Museums should invoke an emotional response

16 January 2017

(Reprinted from The Edge – Options pullout, 16 January 2017 issue)

Hey Kam,
Is it my imagination or are museums really boring?
History buff

Whenever I travel, I try to go to a military or war museum because I think they best reflect how that nation views its history. The best ones that I have visited are those in Hanoi and the unpronounceable Heeresgeschichtliches Museum in Vienna.

I’m in London at the moment, and I’ve visited the Imperial War Museum. Although I used to live very near it, I never visited the museum because, you know, I was a real Londoner and we didn’t go to the tourist places. But now that I am a tourist, I do touristy things like visit museums. Every museum I’ve been to in London has been packed with tourists, except for the Imperial War Museum, where locals outnumbered foreigners. The museum was a “father’s revenge” because there were many very bored wives and daughters who had the exact same look that men have when they obediently accompany their womenfolk around clothes shops. Finally, dad had a chance to spout the arcane dimensions of the Japanese Zero fighter plane while his teenage daughters stared at their phones and his wife yawned.

The Imperial War Museum gives itself an unusual task. In every other country I have visited, its wars and its army are synonymously remembered but in London, which also has a National Army Museum (sadly closed for renovation at the moment), the Imperial War Museum is dedicated just to the gory story of war. A long time ago, it was used to catalogue the triumphs of Imperial Wars but now that the British Empire is no more, the museum now likes to call itself the IWM. Abbreviations are very popular in Britain, which now likes to call itself the UK, and the UK does not know how to represent its Imperial past, perhaps because that was something that Britain did, not the UK.

I find British museums quite boring and the IWM is no exception. British museums have a tendency to use a single small item to represent an entire age, which is not emotionally evocative. At the IWM, a major battlefront during the First World War was represented by a single bullet. The ammunition could have been chillingly evocative if it had been grandly and reverently presented, but it was hidden away. But this battlefront that claimed the lives of several million people was in faraway Serbia, so I guess nobody cares anyway.

There were exhibits that attempted an emotive evocation through the dramatic combination of lights, sounds and objects, but these were to illustrate historical moments that British visitors would already have a strong emotional response to. For instance, the mud and blood of the Western Front trench warfare during World War I.

I have been to several museums in Berlin and if they are representative of all German museums, then they have a very different approach to the museum experience, and it is one that I prefer. The Berlin museums tend to evoke more and explain less through the use of grand scale, space and artwork. The history they tell may be as wrong as the one the British tell but you walk away from a Berlin museum not with a full understanding but with an emotional response and a desire to know more because the imagination has been inspired. For example, the Pergamon Museum has stunningly huge recreations of gateways and altars from Ancient Babylon and Greece that are awe-inspiring and evocative.

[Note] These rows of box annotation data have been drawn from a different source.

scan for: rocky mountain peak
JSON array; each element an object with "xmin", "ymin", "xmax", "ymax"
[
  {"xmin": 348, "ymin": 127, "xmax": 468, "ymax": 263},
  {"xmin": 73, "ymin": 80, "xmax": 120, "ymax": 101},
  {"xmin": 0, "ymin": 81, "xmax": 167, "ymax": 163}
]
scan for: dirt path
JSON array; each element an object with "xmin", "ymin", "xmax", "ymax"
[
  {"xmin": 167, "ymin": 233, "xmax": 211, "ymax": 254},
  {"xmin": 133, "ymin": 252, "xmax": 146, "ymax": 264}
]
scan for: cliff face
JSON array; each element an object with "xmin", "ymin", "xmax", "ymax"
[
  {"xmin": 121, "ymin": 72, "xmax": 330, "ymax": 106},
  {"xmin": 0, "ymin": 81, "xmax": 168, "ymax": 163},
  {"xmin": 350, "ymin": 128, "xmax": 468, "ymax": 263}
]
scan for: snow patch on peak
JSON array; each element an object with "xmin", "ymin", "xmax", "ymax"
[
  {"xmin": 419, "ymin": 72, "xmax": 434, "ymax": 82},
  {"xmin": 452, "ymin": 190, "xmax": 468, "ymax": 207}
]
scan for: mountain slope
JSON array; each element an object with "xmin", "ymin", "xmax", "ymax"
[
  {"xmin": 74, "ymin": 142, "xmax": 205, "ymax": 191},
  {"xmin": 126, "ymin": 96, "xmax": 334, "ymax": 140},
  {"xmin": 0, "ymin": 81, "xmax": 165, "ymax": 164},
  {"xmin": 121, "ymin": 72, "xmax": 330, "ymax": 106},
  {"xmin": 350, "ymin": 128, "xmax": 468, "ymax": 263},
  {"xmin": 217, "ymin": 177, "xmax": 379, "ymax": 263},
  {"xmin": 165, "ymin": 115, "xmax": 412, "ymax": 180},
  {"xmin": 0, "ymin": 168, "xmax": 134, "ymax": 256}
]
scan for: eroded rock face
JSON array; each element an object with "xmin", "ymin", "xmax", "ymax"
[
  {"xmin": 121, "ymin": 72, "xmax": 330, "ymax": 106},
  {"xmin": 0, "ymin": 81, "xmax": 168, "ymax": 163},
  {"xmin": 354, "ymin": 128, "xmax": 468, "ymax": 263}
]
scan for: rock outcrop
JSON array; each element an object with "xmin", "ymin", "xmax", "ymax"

The hot, boring and crowded British Museum was originally designed to house the artifacts acquired by the rich and vast British Empire. The artifacts are often quite small because they were found by soldiers, civil servants and explorers who bequeathed their little collections to the museum. The original intention was to fill the visitor with awe of the civilising majesty of the empire as much as it was to teach him about faraway lands. Nineteenth-century Germany (which only became a single nation in 1871), did not have an overseas empire and it was late to the game of plundering archaeology but, when it finally started, it did it fast and big (almost entirely in the crumbling Ottoman Empire where a bribe went a long way), taking huge hauls back to the capital city of Berlin, which wanted to rival Paris and London as quickly as possible. This is why Berlin now has entire ancient cities on display. It was originally meant to be a very “in your face” display of 19th-century German wealth and power whereas the British had a more understated approach, whereby a single pot actually represented that nation’s domination of India.

Post-Brexit UK is a pale shadow of Imperial Britain and post-war Germany has its own struggles. The tempers of both nations are far removed from the confidence of the 19th century but their museum collections and the style in which they are presented have not changed greatly. The history they tell might have changed (according to the IWM, there never was a British Empire) but the use of artifacts is the same.

The question for Malaysia is how should we make our museums? Even if the history we tell is a load of nonsense.